The long wait for a new formulation of migraine drug dihydroergotamine is over. Having rejected three filings from MAP Pharmaceuticals and Allergan in years gone by, the FDA gave the green light to Impel NeuroPharma late last week.
Novartis won approval for a dihydroergotamine nasal spray, now sold by Bausch Health, in the 1990s, but efforts to improve on the incumbent have been dogged by problems. MAP and Allergan finally gave up on their candidate after the FDA issued three rejections over manufacturing and delivery problems, and other companies such as Satsuma Pharmaceuticals have stumbled in the clinic.

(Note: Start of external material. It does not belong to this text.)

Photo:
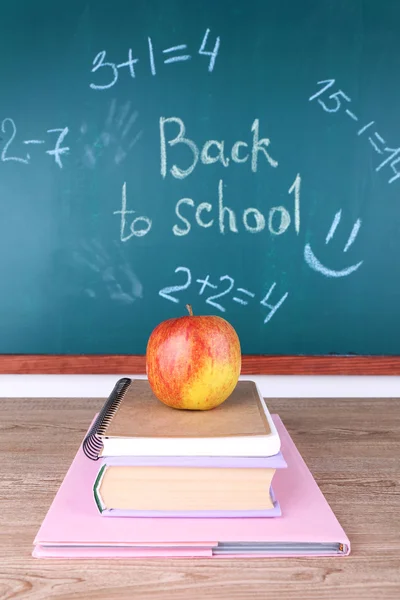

Impel won FDA approval via the 505(b)(2) pathway on the strength of a phase 3 trial of 360 migraine patients that was primarily designed to assess safety and tolerability. Exploratory efficacy endpoints showed two-thirds of subjects experienced pain relief, and half had freedom from their key symptom two hours after a dose of the drug.
Having won approval, Impel is now planning to launch the nasal spray early next month. Impel’s pitch for the market rests on claims that the product, which will be sold as Trudhesa, can be used at any time in a migraine attack. Some existing oral treatments need to be taken in the first hour of an attack to deliver maximum effect.
The effects of Trudhesa are tied to its delivery system. Impel has designed the metered dose device to get the active ingredient into the upper nasal space. Based on evidence the vasculature is more permeable than in the more commonly targeted lower nasal cavity, Impel thinks its targeting of the upper nasal space can yield more consistent dosing and uptake, improved efficacy and faster onset of action.